Rosen opened his college career with a performance that seemed to justify the towering expectations he brought to Los Angeles as the No. 1-rated quarterback in the class of 2015: 28 of 35 for 351 yards, three touchdowns and no interceptions against Virginia. Yet two years after showing off a future top-10 pick’s arm strength, accuracy and poise in his debut, Rosen enters what’s expected to be his final college season as the other quarterback in his own city. Rosen appeared in only six games last season before undergoing surgery to address a shoulder injury, but he returned in time to participate in spring workouts. He will be working under a new offensive coordinator for the third consecutive season, with former Michigan passing game coordinator and Jacksonville Jaguars offensive coordinator Jedd Fisch taking over for Kennedy Polamalu. (Polamalu, now the Vikings’ running backs coach, had followed current Texas A&M OC Noel Mazzone.)

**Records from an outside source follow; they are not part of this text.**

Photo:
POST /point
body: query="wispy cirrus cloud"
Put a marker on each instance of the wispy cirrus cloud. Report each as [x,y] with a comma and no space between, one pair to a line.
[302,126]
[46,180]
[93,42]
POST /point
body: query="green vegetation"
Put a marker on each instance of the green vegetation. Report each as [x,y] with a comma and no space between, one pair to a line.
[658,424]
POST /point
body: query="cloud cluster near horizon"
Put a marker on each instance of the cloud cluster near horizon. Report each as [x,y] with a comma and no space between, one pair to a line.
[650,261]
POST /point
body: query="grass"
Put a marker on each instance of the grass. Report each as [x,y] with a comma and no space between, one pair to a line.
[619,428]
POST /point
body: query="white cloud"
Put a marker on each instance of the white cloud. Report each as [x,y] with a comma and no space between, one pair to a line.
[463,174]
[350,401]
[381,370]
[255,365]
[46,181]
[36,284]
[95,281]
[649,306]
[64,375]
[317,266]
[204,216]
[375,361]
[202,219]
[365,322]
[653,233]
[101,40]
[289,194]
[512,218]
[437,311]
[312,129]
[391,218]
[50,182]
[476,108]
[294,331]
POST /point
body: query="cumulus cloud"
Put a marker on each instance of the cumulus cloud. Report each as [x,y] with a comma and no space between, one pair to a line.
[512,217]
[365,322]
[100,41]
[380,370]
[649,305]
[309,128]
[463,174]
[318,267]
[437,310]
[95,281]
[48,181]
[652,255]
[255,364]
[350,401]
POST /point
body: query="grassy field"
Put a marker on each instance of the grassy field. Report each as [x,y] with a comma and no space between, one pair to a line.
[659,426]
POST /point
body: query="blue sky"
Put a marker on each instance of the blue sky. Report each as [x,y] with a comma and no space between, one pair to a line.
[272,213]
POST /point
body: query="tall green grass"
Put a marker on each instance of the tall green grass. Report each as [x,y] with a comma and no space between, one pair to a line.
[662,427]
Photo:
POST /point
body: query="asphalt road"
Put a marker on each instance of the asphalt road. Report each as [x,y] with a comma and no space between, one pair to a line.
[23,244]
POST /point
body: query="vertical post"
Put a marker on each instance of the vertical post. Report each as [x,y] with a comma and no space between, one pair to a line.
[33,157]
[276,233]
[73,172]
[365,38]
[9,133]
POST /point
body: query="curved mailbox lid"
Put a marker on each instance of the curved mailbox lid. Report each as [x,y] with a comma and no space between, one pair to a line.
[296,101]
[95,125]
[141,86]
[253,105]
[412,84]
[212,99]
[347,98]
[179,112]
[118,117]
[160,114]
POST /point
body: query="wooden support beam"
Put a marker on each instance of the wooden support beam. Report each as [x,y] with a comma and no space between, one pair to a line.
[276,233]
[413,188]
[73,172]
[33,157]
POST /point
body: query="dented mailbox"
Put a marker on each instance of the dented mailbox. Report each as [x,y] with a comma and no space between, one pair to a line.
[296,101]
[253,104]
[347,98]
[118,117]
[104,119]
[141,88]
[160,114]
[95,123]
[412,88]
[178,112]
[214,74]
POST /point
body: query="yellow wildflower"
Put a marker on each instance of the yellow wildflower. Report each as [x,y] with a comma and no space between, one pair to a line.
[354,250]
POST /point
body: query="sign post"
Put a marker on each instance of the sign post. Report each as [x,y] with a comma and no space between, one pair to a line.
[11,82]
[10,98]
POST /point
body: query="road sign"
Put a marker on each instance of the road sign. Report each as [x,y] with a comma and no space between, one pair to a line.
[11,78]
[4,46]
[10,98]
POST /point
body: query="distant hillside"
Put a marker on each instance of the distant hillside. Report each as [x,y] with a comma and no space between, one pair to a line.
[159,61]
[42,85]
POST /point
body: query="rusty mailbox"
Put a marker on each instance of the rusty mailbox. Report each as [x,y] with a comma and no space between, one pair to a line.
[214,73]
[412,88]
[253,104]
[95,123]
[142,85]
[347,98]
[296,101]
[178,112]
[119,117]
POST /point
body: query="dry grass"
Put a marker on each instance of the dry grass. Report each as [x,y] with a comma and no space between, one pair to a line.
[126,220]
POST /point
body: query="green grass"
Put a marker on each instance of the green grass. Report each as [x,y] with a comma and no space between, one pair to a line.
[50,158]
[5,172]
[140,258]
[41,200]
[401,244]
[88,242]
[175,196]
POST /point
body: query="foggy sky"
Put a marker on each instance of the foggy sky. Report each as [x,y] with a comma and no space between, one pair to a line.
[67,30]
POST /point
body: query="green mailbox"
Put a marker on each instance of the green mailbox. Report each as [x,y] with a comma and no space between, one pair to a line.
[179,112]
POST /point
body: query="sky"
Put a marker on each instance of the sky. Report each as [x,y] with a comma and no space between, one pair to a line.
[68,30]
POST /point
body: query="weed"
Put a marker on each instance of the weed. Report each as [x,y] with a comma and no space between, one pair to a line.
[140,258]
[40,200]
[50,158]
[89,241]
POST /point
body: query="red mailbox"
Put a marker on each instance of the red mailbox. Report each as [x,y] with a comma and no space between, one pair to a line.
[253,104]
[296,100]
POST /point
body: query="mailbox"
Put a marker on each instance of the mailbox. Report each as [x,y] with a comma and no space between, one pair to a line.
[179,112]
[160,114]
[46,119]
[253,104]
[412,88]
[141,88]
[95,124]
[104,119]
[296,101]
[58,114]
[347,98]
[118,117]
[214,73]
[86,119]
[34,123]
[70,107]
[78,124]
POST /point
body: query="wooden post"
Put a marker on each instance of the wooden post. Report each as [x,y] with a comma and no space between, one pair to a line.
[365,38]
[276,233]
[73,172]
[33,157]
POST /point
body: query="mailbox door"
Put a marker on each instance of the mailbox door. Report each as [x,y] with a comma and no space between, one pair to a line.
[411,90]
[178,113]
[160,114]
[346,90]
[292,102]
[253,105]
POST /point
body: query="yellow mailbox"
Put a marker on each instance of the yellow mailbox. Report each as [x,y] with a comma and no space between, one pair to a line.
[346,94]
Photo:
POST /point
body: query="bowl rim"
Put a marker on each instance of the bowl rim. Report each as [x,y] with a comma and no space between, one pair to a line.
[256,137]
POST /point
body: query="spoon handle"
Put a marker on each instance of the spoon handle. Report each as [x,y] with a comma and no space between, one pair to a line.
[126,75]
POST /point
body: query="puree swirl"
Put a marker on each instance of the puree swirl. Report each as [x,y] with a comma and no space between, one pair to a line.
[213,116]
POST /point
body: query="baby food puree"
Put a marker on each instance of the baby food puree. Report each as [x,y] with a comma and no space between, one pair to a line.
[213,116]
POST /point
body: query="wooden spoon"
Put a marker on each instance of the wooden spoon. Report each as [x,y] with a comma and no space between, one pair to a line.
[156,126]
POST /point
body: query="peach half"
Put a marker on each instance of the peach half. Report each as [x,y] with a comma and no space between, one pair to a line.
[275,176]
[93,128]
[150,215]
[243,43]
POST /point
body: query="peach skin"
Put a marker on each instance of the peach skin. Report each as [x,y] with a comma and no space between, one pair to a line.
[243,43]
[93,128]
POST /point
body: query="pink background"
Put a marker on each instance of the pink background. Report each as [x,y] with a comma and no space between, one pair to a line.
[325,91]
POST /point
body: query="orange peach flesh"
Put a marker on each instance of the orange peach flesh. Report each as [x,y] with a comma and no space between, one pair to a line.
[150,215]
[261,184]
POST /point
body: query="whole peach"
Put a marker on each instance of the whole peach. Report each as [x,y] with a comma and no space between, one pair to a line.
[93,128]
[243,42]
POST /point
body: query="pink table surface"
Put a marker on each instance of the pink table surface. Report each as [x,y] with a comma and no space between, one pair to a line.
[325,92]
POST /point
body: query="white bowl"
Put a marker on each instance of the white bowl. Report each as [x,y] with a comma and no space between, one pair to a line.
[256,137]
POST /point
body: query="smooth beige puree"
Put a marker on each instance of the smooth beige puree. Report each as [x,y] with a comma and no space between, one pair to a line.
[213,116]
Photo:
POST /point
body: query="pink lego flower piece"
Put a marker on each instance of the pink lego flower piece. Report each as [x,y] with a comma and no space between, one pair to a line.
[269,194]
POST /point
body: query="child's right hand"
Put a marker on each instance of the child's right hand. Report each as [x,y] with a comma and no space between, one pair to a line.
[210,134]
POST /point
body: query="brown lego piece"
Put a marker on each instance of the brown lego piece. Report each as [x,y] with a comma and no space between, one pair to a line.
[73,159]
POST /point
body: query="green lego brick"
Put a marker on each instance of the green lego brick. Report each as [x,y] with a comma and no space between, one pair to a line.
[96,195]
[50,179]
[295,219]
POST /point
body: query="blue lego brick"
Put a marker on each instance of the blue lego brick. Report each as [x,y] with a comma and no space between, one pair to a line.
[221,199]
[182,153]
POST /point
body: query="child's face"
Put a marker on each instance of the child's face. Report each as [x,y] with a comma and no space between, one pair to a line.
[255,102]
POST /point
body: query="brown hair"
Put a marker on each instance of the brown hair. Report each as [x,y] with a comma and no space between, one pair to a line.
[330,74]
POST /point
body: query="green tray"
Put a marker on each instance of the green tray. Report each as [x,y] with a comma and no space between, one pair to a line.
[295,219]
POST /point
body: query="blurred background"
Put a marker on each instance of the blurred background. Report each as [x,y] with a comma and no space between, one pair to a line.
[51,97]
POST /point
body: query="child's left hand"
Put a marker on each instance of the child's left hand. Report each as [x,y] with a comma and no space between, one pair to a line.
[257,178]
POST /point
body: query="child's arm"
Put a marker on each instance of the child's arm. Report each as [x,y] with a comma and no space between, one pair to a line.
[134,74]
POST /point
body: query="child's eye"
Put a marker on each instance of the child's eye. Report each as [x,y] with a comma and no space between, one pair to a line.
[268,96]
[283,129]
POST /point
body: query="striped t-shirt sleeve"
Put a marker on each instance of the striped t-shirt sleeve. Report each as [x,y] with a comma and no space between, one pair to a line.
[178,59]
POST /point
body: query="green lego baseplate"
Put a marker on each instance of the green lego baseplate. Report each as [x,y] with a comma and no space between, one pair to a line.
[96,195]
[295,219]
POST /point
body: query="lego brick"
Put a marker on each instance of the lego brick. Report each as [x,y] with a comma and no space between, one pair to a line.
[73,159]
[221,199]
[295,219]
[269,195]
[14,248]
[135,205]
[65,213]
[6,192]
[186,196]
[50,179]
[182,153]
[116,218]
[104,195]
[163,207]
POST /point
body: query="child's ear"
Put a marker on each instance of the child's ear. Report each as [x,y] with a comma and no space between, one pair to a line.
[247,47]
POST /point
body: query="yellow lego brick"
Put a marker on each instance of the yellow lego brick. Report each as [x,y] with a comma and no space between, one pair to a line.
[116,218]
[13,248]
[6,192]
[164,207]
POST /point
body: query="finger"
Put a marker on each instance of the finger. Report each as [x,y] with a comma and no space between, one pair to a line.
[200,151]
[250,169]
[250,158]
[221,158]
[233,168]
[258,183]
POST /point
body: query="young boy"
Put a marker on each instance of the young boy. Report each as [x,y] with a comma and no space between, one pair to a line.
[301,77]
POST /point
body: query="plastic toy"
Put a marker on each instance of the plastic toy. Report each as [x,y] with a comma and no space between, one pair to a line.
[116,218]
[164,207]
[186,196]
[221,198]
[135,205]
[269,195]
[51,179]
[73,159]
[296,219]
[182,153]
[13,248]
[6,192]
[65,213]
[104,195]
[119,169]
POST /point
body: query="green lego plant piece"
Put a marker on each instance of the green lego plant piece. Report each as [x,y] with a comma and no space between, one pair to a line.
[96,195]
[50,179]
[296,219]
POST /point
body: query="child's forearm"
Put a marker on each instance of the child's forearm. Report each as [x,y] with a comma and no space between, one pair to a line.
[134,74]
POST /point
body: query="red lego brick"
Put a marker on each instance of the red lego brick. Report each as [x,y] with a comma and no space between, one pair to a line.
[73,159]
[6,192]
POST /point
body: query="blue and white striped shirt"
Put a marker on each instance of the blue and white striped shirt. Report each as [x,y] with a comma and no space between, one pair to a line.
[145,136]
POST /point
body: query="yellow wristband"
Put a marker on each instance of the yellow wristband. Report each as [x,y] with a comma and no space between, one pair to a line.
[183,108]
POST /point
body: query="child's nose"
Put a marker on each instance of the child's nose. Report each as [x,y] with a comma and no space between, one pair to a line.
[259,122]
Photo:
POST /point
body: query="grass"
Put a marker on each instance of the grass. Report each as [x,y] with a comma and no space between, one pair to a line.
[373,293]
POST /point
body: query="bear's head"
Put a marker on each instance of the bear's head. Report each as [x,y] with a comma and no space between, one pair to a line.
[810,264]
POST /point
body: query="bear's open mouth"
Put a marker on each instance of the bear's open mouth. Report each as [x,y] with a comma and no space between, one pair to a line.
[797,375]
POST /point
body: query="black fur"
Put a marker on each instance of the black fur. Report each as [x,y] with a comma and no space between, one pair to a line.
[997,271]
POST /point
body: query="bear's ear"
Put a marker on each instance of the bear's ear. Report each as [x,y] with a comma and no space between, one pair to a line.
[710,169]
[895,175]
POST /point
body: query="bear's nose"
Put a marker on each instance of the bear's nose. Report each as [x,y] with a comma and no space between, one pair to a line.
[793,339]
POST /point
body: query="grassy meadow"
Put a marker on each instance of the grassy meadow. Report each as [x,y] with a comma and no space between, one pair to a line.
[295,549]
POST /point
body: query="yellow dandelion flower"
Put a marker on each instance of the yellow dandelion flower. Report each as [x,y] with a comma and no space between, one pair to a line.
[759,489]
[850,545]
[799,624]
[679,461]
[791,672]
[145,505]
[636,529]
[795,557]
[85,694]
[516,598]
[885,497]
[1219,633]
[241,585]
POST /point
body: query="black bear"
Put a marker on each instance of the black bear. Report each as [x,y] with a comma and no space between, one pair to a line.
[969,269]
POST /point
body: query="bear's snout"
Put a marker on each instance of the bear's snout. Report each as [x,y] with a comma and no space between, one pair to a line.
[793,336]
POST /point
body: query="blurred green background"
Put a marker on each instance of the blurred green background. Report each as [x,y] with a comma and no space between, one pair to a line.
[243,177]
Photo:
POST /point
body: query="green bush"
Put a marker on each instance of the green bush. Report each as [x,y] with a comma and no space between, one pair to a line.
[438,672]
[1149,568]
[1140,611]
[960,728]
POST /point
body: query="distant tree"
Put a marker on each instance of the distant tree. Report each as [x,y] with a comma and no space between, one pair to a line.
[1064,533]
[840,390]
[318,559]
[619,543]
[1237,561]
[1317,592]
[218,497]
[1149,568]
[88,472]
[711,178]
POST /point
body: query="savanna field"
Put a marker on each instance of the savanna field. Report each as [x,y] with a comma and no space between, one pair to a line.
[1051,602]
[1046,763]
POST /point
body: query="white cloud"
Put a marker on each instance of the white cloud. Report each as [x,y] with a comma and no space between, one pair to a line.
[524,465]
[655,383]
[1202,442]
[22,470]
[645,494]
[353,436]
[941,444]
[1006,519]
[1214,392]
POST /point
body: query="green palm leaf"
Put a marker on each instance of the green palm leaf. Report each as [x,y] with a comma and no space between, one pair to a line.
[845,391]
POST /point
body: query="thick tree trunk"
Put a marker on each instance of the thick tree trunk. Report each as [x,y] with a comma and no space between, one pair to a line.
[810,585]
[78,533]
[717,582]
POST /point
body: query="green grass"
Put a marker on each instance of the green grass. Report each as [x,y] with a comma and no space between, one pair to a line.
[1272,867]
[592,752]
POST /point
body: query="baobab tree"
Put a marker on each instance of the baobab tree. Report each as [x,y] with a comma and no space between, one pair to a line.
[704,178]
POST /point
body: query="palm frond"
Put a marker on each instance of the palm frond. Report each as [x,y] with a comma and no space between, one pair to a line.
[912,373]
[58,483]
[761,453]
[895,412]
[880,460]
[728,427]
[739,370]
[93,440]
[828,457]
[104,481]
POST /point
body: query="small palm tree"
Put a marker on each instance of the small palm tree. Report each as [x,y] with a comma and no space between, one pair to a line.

The shuffling shouldn’t faze a passer as gifted as Rosen, and short of the shoulder malady limiting him in some way, all-conference recognition and an early-first-round draft projection are realistic goals. Rosen’s spot at the bottom of this list is less a commentary on his individual ability than on UCLA’s place in the Pac-12 and national power structure. The Bruins open with a daunting non-conference matchup against Texas A&M and face tough trips to cross-division opponents Stanford and Washington and South foe Utah. It would also take a special effort to avoid a third consecutive double-digit loss to USC. When that matchup rolls around, on Nov. 18 at the Coliseum, the Trojans should be putting the finishing touches on a convincing playoff résumé, while the Bruins may be fighting for bowl eligibility. A lot of NFL scouts will be watching, though, to prepare for a potential pre-draft debate over which SoCal QB deserves to be chosen first. Rosen elevates the Pac-12’s profile as the destination for preeminent quarterback play. He just happens to play for a middling team with a rigorous schedule and an underwhelming supporting cast around him.